A 5.3% drop in that export value to the UK represents €233m to the Irish agri-food sector in 2016.
“Strong growth in exports to non-EU markets has been evident over recent years,” said Michelle Butler, Bord Bia’s UK Market Manager.
However, the UK remains the core market for Irish food and drink exports. Between 2010 and 2015, Irish exports to the UK increased by €1 billion.”
Ireland, in turn, remains the main export market for UK food and drink products, accounting for almost one fifth of trade at €3.1 billion in 2015.
“The importance of Ireland to UK exporters is demonstrated by the fact that trade was worth more than the cumulative exports to the next two largest markets, France and the Netherlands,” said Butler.
Since 2010, UK exports to Ireland have grown by €700 million.
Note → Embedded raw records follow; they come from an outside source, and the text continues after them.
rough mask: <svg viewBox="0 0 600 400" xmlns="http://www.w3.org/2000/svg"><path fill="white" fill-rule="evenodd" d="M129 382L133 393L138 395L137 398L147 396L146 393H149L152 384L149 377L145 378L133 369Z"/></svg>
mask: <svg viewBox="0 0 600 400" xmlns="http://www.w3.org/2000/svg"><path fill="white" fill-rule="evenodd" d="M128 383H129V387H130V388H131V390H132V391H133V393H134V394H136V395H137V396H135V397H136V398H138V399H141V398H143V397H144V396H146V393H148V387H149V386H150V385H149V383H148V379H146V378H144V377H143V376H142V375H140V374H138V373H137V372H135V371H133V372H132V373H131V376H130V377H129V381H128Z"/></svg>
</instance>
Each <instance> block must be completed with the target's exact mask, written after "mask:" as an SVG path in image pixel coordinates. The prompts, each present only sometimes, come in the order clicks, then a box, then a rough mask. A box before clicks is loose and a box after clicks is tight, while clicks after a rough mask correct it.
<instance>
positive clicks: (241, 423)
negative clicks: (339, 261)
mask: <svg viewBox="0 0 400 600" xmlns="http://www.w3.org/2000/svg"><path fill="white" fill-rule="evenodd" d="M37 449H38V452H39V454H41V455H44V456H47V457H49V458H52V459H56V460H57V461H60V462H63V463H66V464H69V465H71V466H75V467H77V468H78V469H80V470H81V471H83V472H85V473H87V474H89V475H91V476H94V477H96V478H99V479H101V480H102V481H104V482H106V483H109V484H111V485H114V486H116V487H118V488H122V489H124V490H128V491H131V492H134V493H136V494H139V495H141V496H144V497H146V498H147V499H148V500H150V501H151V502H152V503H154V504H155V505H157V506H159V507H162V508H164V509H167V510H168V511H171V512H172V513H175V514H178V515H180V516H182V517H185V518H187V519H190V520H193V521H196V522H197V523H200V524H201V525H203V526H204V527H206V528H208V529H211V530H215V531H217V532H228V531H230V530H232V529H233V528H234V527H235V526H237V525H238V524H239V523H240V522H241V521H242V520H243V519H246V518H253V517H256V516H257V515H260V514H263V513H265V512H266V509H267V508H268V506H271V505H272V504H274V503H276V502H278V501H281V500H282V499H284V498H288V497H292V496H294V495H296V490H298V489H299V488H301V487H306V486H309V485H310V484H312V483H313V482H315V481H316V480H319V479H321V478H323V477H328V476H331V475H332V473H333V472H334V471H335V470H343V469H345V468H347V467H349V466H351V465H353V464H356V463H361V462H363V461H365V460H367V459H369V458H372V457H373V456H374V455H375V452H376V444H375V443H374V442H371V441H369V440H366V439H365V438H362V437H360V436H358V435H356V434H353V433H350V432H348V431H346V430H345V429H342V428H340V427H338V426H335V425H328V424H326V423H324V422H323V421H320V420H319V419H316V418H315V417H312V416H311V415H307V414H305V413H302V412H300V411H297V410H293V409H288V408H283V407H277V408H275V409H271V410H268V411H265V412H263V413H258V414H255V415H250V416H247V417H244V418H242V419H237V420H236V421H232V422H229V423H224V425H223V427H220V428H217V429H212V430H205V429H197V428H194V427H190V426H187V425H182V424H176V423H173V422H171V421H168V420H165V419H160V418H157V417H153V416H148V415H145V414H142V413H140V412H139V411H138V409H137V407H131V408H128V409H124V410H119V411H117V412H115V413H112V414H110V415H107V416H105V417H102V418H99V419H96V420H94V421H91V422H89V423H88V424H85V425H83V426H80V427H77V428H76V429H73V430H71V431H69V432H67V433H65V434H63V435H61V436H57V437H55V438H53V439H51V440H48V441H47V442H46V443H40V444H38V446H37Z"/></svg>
“The UK population is set to rise to over 80 million which will lead to an increasing demand for food. Any barriers to this market will have a negative impact on the food and drink trade,” said Butler.
An uncertain outlook has curbed spending in Britain ahead of the June referendum on the UK’s membership to the European Union, triggering the slide in Sterling.
Last month a report by Teagasc economists revealed that Brexit could knock as much as €800m off the value of Irish food exports to Britain.
However, even if the Sterling slide were to continue until the end of June – the month the Brexit vote takes place – it could still result in over €116m being wiped-off Irish exports to the UK for the first half of 2016.
In recent weeks, the British Pound also slid against the majority of the 16 most actively-traded currencies in the world.
Last month it was revealed that the number of Irish cattle exported to the UK has dropped by 10% this year, due to a weaker Sterling and a lower UK beef price.